Thank you for this feedback! I guess I'm a bit surprised given the contents from the issue seem to imply that BPF needed Clang's behavior to change: Note that this is causing practical difficulties: the kernel's bpftool is generating different skeleton headers for BPF code compiled from LLVM and GCC, because the names of the containing sections get reflected.

GCC folks are trying to make their BPF backend usable. But instead of working with community to make sure they do things the same way that Clang does (which for years now is de facto standard for compiling BPF code and we rely on this behavior heavily in libbpf and other BPF loader libraries), they instead work against BPF community and try to modify/adjust/break the world around them, instead of working with us to make GCC-BPF compatible with Clang.

Ah, that's background information I was unaware of. Thank you for sharing that perspective!

And thank you for holding of on this one and trying to clarify this with WG14!

That said, I'm asking on the WG14 reflectors whether there's a normative requirement here or not, so I'm marking this as having planned changes until I hear back from WG14 and until we've resolved whether the changes will fix code vs break code (or both!) so we don't accidentally land this.

Thanks! But note that const volatile being in .rodata is a very explicit expectation in BPF world, so changing that to .data will immediately break a bunch of different BPF applications that rely on this for BPF CO-RE (Compile Once - Run Everywhere) for guarding BPF code that shouldn't work on old kernels. .rodata is reported to BPF verifier as fixed, read-only, known values and BPF verifier is using those values for control flow analysis and dead code elimination. This is crucial feature.

Yes, but if the standard has a normative requirement in this area, we'd still have to consider how to move forward in a conforming C mode (I'd guess the most clear path would be a compiler flag to get the old behavior back again for those who need it). But that said...

The responses I've been getting back on the WG14 reflectors are not indicating that there's any normative requirement. It sounds like the sentiment is generally that the footnote is trying to tell you that objects which are const qualified but not volatile qualified can be assumed to not change value. Based on that sentiment from the committee, we're under no obligation to make a change here for conformance to C.

Where we go from here regarding https://github.com/llvm/llvm-project/issues/56468 is something we still need to work out. From what I'm hearing, it sounds like changing Clang will break a bunch of currently working, valid code. We obviously want to avoid that. Does anyone have visibility into the GCC community's thoughts and efforts in this space? Like, are they in the same boat where changing their behavior will break a bunch of currently working, valid code (outside of BPF) as well?

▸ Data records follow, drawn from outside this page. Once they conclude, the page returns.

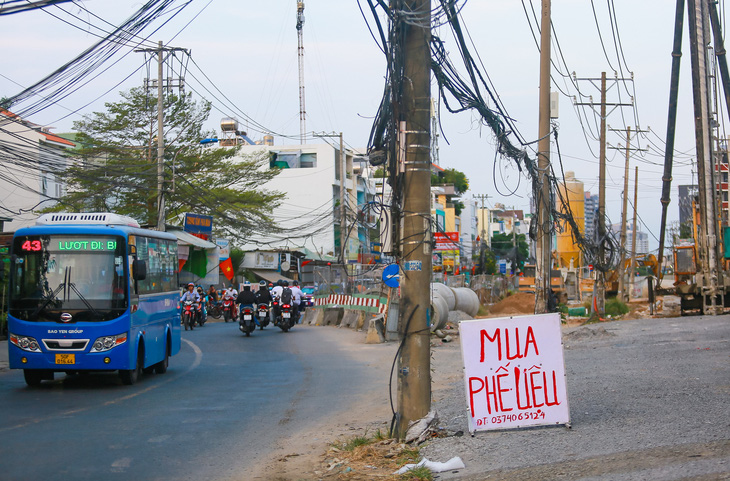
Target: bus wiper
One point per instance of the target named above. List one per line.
(83, 299)
(48, 300)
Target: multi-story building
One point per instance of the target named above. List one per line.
(32, 157)
(310, 213)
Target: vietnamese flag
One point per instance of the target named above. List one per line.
(227, 268)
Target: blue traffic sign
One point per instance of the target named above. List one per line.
(391, 275)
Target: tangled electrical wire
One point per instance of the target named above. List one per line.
(459, 94)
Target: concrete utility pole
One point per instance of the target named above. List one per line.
(621, 272)
(160, 51)
(634, 229)
(622, 294)
(599, 286)
(671, 128)
(544, 207)
(414, 363)
(300, 57)
(710, 278)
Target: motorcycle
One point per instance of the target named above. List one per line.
(228, 309)
(188, 316)
(262, 315)
(201, 315)
(288, 317)
(216, 310)
(246, 323)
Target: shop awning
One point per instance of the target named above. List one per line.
(271, 276)
(189, 239)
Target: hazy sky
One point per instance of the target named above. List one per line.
(248, 51)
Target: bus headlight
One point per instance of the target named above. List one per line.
(26, 343)
(105, 343)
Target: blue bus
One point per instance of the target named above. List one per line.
(92, 292)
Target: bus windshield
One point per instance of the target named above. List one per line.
(54, 276)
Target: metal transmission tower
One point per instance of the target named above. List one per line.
(300, 55)
(162, 83)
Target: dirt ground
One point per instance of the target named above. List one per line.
(516, 304)
(322, 454)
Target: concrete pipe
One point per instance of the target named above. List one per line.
(439, 313)
(466, 300)
(444, 292)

I don't know how hard it is, but at least for GCC's BPF backend they'd need to emit const volatile into .rodata to be BPF CO-RE-compatible. Let's continue discussion on Github issue, James and Jose both seem to be involved in this from GCC side, so you already have relevant people there.

On the one hand, we can certainly just have different behavior on BPF targets if this is a common expectation there.

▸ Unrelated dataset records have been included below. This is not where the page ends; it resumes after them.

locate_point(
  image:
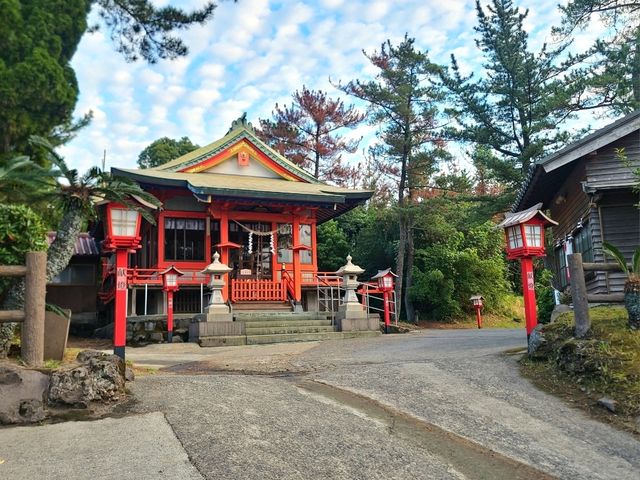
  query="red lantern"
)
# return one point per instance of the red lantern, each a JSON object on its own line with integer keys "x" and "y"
{"x": 386, "y": 279}
{"x": 123, "y": 234}
{"x": 524, "y": 234}
{"x": 478, "y": 303}
{"x": 170, "y": 285}
{"x": 123, "y": 227}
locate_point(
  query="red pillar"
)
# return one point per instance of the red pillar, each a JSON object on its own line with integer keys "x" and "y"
{"x": 387, "y": 314}
{"x": 297, "y": 273}
{"x": 479, "y": 317}
{"x": 224, "y": 251}
{"x": 529, "y": 293}
{"x": 120, "y": 321}
{"x": 170, "y": 316}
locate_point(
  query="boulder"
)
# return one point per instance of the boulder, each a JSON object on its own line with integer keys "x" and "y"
{"x": 608, "y": 403}
{"x": 559, "y": 310}
{"x": 22, "y": 395}
{"x": 97, "y": 377}
{"x": 157, "y": 337}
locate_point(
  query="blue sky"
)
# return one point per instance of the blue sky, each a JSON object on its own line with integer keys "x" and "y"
{"x": 254, "y": 54}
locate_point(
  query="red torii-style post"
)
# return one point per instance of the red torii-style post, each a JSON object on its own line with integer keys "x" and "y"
{"x": 170, "y": 285}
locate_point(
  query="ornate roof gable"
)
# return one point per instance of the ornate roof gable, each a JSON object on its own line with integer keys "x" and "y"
{"x": 240, "y": 143}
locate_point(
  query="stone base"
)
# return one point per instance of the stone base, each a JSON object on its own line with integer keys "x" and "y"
{"x": 357, "y": 321}
{"x": 222, "y": 341}
{"x": 213, "y": 317}
{"x": 198, "y": 330}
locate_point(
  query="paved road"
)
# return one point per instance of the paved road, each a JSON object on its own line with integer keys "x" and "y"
{"x": 438, "y": 404}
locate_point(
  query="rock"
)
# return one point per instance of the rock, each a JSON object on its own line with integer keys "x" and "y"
{"x": 536, "y": 340}
{"x": 104, "y": 332}
{"x": 559, "y": 310}
{"x": 22, "y": 395}
{"x": 99, "y": 377}
{"x": 157, "y": 337}
{"x": 608, "y": 403}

On the other hand, if there isn't a requirement to put const volatile objects in writable memory, then I'd rather not. If someone has specific expectations about the section a symbol ends up in that don't match the standard interpretation in the language, they really ought to enforce their expectations with a section attribute. The use case of volatile memory-mapped I/O needs something like that anyway (or something even worse).